El control de olor es uno de los intereses primarios en las instalaciones medio ambientales, especialmente si se ubican cerca de áreas residenciales. La buena gestión del proceso y el quehacer cuidadoso puede reducir los olores, pero en muchos casos todavía se requerirá algún método para la reducción del olor.

También es necesario el control del olor en multitud de procesos, y hay varias opciones para el tratamiento del olor, incluyendo el químico, la destrucción térmica y la biofiltración. En muchos casos, la biofiltración es la opción más económica y la más efectiva, y que, hoy en día, es de uso generalizado, con preferencia a la filtración sobre carbón activado, mucho más cara.

La biotecnología, se puede aplicar a la corrección de la contaminación atmosférica mediante procedimientos no agresivos con el medio ambiente, a fin de evitar el uso de productos químicos. Los biofiltros tienen una matriz (material que sirve de soporte y que deja pasar el flujo de aire a tratar) y microorganismos. Estos microorganismos hacen que la contaminación sea retenida, acumulada o destruida. El material biológico funciona como un catalizador a escala reducida.

Los sistemas vivos usados para degradar la contaminación pueden reproducirse de manera natural. Además, resultan mucho más baratos y, evidentemente, tienen menos efectos negativos sobre el medio ambiente que los de base química.

Los sistemas biológicos retienen incluso sustancias que no son depuradas en los sistemas clásicos. Por ejemplo se ha demostrado la eliminación de hidrocarburos y disolventes orgánicos en la etapa biológica. De forma natural se favorece el desarrollo de cepas que se alimentan de los residuos a eliminar, siendo el sistema, de esta forma, auto regulable. Es una tecnología apta para emisiones con niveles medios de sulfuro de hidrógeno, amoníaco, COV's y en general aquellas instalaciones en las que se originan olores de procesos de degradación biológica o manejo de productos orgánicos.

Un biofiltro usa materiales orgánicos húmedos para absorber y degradar compuestos olorosos.

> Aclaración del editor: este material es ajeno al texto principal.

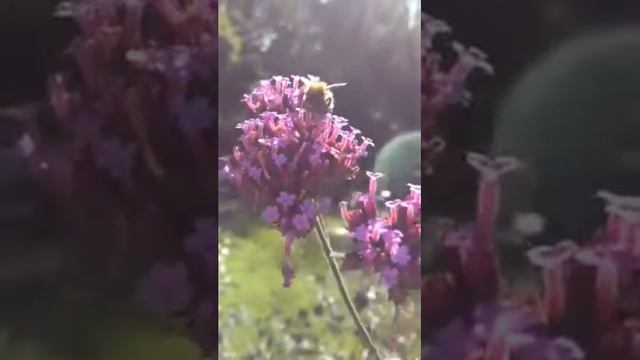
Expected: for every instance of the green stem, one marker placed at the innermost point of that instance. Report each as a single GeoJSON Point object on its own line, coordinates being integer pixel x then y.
{"type": "Point", "coordinates": [323, 236]}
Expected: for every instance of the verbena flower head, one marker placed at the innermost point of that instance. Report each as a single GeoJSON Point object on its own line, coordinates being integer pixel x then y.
{"type": "Point", "coordinates": [286, 156]}
{"type": "Point", "coordinates": [443, 86]}
{"type": "Point", "coordinates": [389, 243]}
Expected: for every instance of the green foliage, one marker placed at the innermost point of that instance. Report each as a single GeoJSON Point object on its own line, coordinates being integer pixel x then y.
{"type": "Point", "coordinates": [258, 318]}
{"type": "Point", "coordinates": [574, 119]}
{"type": "Point", "coordinates": [399, 161]}
{"type": "Point", "coordinates": [228, 36]}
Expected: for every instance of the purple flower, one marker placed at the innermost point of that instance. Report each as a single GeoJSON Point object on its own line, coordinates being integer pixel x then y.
{"type": "Point", "coordinates": [401, 256]}
{"type": "Point", "coordinates": [301, 222]}
{"type": "Point", "coordinates": [280, 159]}
{"type": "Point", "coordinates": [307, 208]}
{"type": "Point", "coordinates": [388, 241]}
{"type": "Point", "coordinates": [286, 141]}
{"type": "Point", "coordinates": [195, 116]}
{"type": "Point", "coordinates": [115, 157]}
{"type": "Point", "coordinates": [286, 200]}
{"type": "Point", "coordinates": [166, 289]}
{"type": "Point", "coordinates": [270, 214]}
{"type": "Point", "coordinates": [361, 233]}
{"type": "Point", "coordinates": [255, 172]}
{"type": "Point", "coordinates": [392, 238]}
{"type": "Point", "coordinates": [390, 276]}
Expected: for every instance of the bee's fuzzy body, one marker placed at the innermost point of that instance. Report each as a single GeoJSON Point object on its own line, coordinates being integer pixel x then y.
{"type": "Point", "coordinates": [318, 97]}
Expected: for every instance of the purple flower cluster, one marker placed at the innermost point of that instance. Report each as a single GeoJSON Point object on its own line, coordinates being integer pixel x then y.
{"type": "Point", "coordinates": [278, 94]}
{"type": "Point", "coordinates": [389, 244]}
{"type": "Point", "coordinates": [443, 86]}
{"type": "Point", "coordinates": [584, 286]}
{"type": "Point", "coordinates": [287, 155]}
{"type": "Point", "coordinates": [499, 331]}
{"type": "Point", "coordinates": [127, 143]}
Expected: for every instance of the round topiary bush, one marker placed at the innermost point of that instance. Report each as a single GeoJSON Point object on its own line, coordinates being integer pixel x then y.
{"type": "Point", "coordinates": [573, 119]}
{"type": "Point", "coordinates": [399, 161]}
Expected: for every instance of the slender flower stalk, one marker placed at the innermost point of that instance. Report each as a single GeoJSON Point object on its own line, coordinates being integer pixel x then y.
{"type": "Point", "coordinates": [488, 203]}
{"type": "Point", "coordinates": [552, 260]}
{"type": "Point", "coordinates": [323, 237]}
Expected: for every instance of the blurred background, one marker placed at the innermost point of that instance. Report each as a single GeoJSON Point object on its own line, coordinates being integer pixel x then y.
{"type": "Point", "coordinates": [259, 39]}
{"type": "Point", "coordinates": [373, 46]}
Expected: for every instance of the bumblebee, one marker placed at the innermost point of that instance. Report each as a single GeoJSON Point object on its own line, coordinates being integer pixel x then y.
{"type": "Point", "coordinates": [318, 97]}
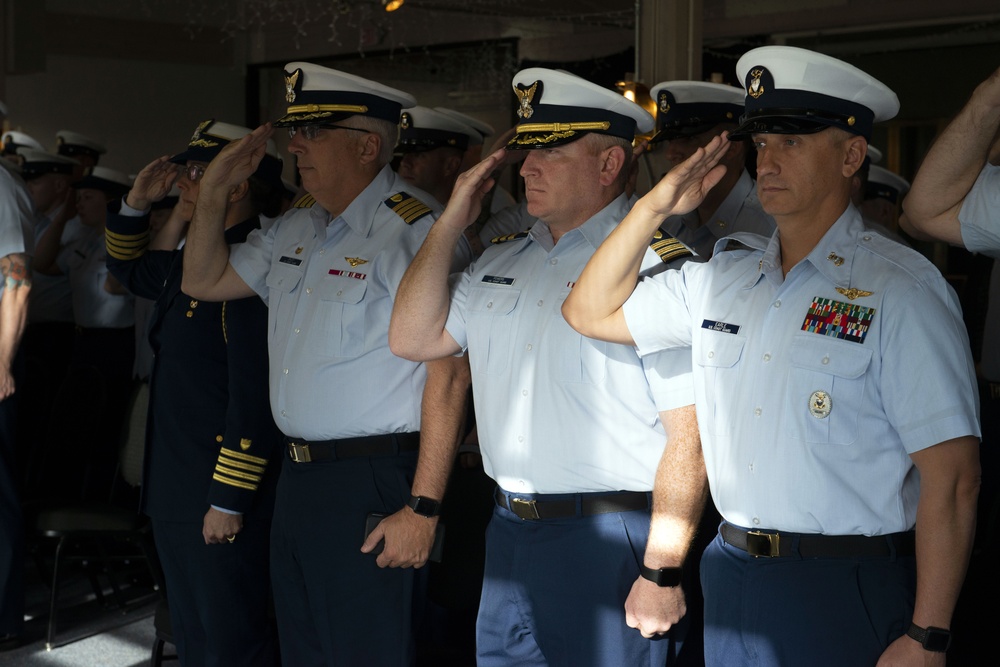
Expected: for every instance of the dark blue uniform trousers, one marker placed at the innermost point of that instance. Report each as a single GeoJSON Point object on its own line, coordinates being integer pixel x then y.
{"type": "Point", "coordinates": [795, 611]}
{"type": "Point", "coordinates": [335, 606]}
{"type": "Point", "coordinates": [218, 595]}
{"type": "Point", "coordinates": [554, 593]}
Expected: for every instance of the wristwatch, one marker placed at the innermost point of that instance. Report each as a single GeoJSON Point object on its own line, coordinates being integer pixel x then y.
{"type": "Point", "coordinates": [931, 638]}
{"type": "Point", "coordinates": [663, 577]}
{"type": "Point", "coordinates": [424, 506]}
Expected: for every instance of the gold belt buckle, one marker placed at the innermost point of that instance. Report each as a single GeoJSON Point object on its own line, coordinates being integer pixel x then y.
{"type": "Point", "coordinates": [299, 453]}
{"type": "Point", "coordinates": [524, 508]}
{"type": "Point", "coordinates": [763, 544]}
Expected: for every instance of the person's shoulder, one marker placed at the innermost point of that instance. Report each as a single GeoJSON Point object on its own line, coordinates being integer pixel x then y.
{"type": "Point", "coordinates": [894, 255]}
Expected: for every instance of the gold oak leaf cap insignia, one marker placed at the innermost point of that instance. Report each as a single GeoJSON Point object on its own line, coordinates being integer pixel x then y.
{"type": "Point", "coordinates": [525, 96]}
{"type": "Point", "coordinates": [290, 81]}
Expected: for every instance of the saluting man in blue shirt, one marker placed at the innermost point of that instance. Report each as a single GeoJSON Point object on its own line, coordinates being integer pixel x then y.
{"type": "Point", "coordinates": [834, 386]}
{"type": "Point", "coordinates": [353, 413]}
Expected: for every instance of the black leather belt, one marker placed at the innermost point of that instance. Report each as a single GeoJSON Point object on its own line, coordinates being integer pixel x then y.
{"type": "Point", "coordinates": [302, 451]}
{"type": "Point", "coordinates": [775, 545]}
{"type": "Point", "coordinates": [562, 506]}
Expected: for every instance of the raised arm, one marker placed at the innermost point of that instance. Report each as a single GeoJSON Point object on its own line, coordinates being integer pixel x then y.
{"type": "Point", "coordinates": [594, 306]}
{"type": "Point", "coordinates": [946, 523]}
{"type": "Point", "coordinates": [679, 494]}
{"type": "Point", "coordinates": [207, 272]}
{"type": "Point", "coordinates": [16, 271]}
{"type": "Point", "coordinates": [952, 165]}
{"type": "Point", "coordinates": [417, 331]}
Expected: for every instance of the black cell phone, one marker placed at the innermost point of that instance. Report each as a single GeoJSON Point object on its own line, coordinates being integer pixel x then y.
{"type": "Point", "coordinates": [372, 520]}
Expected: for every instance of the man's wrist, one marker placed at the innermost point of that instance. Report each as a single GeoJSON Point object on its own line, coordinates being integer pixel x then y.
{"type": "Point", "coordinates": [665, 577]}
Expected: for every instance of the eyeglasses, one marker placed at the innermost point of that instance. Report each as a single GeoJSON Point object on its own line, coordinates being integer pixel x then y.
{"type": "Point", "coordinates": [310, 132]}
{"type": "Point", "coordinates": [194, 172]}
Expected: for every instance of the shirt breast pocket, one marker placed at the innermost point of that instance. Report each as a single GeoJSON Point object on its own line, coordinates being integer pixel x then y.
{"type": "Point", "coordinates": [825, 393]}
{"type": "Point", "coordinates": [340, 322]}
{"type": "Point", "coordinates": [490, 327]}
{"type": "Point", "coordinates": [718, 355]}
{"type": "Point", "coordinates": [281, 282]}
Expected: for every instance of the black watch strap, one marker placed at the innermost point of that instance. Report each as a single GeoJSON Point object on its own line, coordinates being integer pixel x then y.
{"type": "Point", "coordinates": [424, 506]}
{"type": "Point", "coordinates": [931, 638]}
{"type": "Point", "coordinates": [664, 576]}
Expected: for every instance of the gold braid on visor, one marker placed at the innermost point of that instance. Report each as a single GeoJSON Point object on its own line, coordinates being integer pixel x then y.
{"type": "Point", "coordinates": [313, 108]}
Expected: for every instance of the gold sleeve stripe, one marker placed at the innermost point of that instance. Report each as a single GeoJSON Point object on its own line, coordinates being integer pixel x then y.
{"type": "Point", "coordinates": [305, 201]}
{"type": "Point", "coordinates": [225, 451]}
{"type": "Point", "coordinates": [223, 470]}
{"type": "Point", "coordinates": [223, 461]}
{"type": "Point", "coordinates": [232, 482]}
{"type": "Point", "coordinates": [313, 108]}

El material, fresco y humedecido, procesa el aire que se inyecta mediante una rejilla de tubos horadados en un lecho de filtración. Los materiales que se usan para la construcción de biofiltros son el compost, la turba, astillas de madera y corteza de árboles, a veces mezclados con materiales biológicamente inertes, como la grava, para mantener una porosidad adecuada y son mantenidos a una humedad adecuada para que tenga lugar el desarrollo microbiano. En este último aspecto hay que considerar que el compost y la corteza de pino son rellenos con una esperanza de vida limitada mientras que en los lechos basados en fibra de turba de alta calidad se pueden garantizar 10 años sin cambio de la biomasa. Además, la fibra de turba es el tipo de relleno que mejor soporta la fauna bacteriana. Estabiliza todo el proceso debido a su alta calidad como tampón de humedad y de nutrientes. No obstante, el mayor precio de la turba hace que los sustratos más utilizados sean los basados en compost de origen vegetal, con el que se pueden garantizar hasta 5 años de vida, siendo la real, naturalmente, muy superior.

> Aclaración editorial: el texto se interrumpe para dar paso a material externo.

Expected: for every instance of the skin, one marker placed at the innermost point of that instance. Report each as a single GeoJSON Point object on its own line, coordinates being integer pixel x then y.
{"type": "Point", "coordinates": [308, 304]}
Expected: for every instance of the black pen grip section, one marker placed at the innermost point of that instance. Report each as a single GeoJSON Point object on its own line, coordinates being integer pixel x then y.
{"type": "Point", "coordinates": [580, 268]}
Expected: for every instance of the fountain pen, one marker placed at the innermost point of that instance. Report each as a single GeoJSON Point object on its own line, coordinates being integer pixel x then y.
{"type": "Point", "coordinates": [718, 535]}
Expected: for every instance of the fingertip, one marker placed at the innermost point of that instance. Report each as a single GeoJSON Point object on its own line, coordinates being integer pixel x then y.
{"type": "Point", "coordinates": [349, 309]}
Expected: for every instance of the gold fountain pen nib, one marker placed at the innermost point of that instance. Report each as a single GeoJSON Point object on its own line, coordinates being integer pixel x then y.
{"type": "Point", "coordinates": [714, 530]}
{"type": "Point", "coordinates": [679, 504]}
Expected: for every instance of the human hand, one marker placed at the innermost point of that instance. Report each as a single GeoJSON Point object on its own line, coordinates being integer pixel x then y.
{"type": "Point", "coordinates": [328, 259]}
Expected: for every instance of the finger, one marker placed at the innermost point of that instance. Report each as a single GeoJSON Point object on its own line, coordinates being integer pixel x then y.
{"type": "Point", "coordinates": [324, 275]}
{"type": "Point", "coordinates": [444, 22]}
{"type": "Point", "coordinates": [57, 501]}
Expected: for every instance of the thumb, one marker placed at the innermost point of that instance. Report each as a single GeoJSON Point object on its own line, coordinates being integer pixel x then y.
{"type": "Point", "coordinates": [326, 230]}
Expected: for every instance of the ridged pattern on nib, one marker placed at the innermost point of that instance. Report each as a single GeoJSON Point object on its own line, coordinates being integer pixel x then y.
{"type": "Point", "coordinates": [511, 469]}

La biofiltración de efluentes gaseosos se define como un proceso biológico utilizado para el control o tratamiento de compuestos volátiles orgánicos e inorgánicos presentes en la fase gaseosa. En la biofiltración, los microorganismos son los responsables de la degradación biológica de los contaminantes volátiles contenidos en corrientes de aire contaminado.

El filtro puede ser inoculado con un cultivo de microorganismos que crecen en los materiales orgánicos que hay en el aire a depurar. Utiliza los mismos procesos y organismos que se emplean actualmente en las fases biológicas de tratamiento de las aguas negras. Al inocular la biomasa con una amplia gama de organismos van a proliferar las cepas que son capaces de alimentarse de las sustancias aportadas con la corriente de aire. Así el filtro se auto adapta a las condiciones encontradas en cada foco.

Durante el proceso de biofiltración, el aire pasa a través de los poros del material filtrante que sirve de soporte a bacterias en crecimiento. La degradación de los contaminantes ocurre previa transferencia del aire a un medio líquido en donde es utilizado como fuente de carbono y energía (compuestos orgánicos) o como fuente de energía (compuestos inorgánicos). La utilización implica producción de biomasa y la oxidación parcial o total del contaminante. A su vez, la biomasa, bajo ciertas condiciones sufre una oxidación por respiración endógena. De esta manera, los procesos de biofiltración dan lugar a una descomposición completa de los contaminantes, creando productos no peligrosos.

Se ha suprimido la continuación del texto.